Ф.М. Достоевский о русско-турецкой войне 1877-1878 гг.

Ф.М. ДОСТОЕВСКИЙ О РУССКО-ТУРЕЦКОЙ ВОЙНЕ 1877-1878 ГГ.

  1. Апрель. I. Война. Мы всех сильнее
    …Но народ верит, что он готов на новый, обновляющий и великий шаг. Это сам народ поднялся на войну, с царем во главе. Когда раздалось царское слово, народ хлынул в церкви, и это по всей земле русской. Когда читали царский манифест, народ крестился, и все поздравляли друг друга с войной. Мы это сами видели своими глазами, слышали, и все это даже здесь в Петербурге. И опять начались те же дела, те же факты, как и в прошлом году: крестьяне в волостях жертвуют по силе своей деньги, подводы, и вдруг эти тысячи людей, как один человек, восклицают: «Да что жертвы, что подводы, мы все пойдем воевать!» Здесь в Петербурге являются жертвователи на раненых и больных воинов, дают суммы по нескольку тысяч, а записываются неизвестными. Таких фактов множество, будут десятки тысяч таких фактов, и никого ими не удивишь. Они означают лишь, что весь народ поднялся за истину, за святое дело, что весь народ поднялся на войну и идет…

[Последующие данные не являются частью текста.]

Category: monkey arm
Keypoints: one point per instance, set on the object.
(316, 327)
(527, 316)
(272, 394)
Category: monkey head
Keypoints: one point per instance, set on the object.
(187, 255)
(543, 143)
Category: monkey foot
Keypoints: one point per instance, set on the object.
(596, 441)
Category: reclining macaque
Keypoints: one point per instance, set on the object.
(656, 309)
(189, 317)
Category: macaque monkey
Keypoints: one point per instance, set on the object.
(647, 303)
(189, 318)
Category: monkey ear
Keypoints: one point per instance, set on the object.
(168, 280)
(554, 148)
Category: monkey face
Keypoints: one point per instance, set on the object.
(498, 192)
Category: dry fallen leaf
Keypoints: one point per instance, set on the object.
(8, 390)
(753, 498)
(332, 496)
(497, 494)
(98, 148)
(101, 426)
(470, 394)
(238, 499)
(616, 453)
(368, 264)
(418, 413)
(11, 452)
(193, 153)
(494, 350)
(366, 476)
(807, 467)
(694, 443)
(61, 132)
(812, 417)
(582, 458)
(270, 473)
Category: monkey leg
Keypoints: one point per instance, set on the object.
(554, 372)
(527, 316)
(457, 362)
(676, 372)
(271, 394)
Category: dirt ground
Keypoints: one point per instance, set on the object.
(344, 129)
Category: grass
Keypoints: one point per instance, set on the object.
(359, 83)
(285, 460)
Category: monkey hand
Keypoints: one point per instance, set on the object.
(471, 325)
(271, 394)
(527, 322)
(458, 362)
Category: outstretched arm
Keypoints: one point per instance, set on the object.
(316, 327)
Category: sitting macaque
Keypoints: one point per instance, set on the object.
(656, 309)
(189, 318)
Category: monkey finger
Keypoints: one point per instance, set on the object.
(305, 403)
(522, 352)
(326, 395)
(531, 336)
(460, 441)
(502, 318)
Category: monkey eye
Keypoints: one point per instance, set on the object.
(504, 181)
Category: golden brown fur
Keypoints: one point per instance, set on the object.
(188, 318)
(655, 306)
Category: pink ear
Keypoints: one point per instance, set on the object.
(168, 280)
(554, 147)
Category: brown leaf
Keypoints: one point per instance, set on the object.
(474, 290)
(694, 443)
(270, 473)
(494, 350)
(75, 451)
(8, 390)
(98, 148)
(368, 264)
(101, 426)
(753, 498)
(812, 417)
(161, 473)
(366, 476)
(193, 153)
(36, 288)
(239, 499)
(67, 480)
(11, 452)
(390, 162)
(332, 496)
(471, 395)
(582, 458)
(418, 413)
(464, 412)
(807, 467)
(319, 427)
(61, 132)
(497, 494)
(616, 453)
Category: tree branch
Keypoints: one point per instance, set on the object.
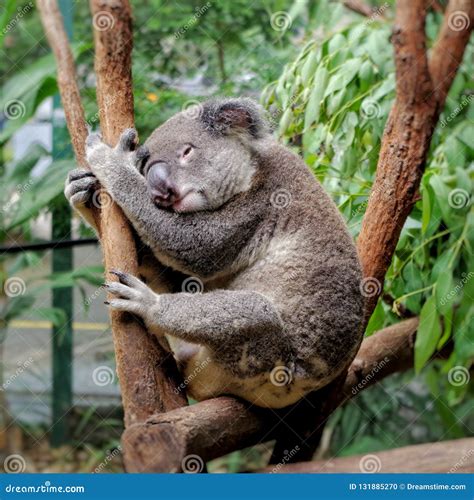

    Нам нужна эта война и самим; не для одних лишь «братьев-славян», измученных турками, подымаемся мы, а и для собственного спасения: война освежит воздух, которым мы дышим и в котором мы задыхались, сидя в немощи растления и в духовной тесноте. Мудрецы кричат и указывают, что мы погибаем и задыхаемся от наших собственных внутренних неустройств, а потому не войны желать нам надо, а, напротив, долгого мира, чтобы мы из зверей и тупиц могли обратиться в людей, научились порядку, честности и чести. «Тогда и идите помогать вашим братьям-славянам»,– заканчивают они, в один хор, свою песню. Любопытно в таком случае, в каком виде представляют они себе тот процесс, посредством которого они сделаются лучше? И каким образом сами-то они приобретут себе честь явным бесчестием? Любопытно, наконец, как и чем оправдают они свой разрыв с всеобщим и повсеместным чувством народным?..
    Но надо быть на все готовым, и что же: если предположить даже самый худший, самый даже невозможно худший, исход для начавшейся теперь войны, то хоть и много вынесем скверного, уже надоевшего до смерти старого горя, но колосс все же не будет расшатан и рано ли, поздно ли, а возьмет все свое… Колосс этот есть народ наш. И начало теперешней народной войны, и все недавние предшествовавшие ей обстоятельства показали лишь наглядно всем, кто смотреть умеет, всю народную целость и свежесть нашу и до какой степени не коснулось народных сил наших то растление, которое загноило мудрецов наших…
    Они не знают, что мы непобедимы ничем в мире, что мы можем, пожалуй, проигрывать битвы, но все-таки останемся непобедимыми именно единением нашего духа народного и сознанием народным. Что мы не Франция, которая вся в Париже, что мы не Европа, которая вся зависит от бирж своей буржуазии и от «спокойствия» своих пролетариев, покупаемого уже последними усилиями тамошних правительств и всего лишь на час…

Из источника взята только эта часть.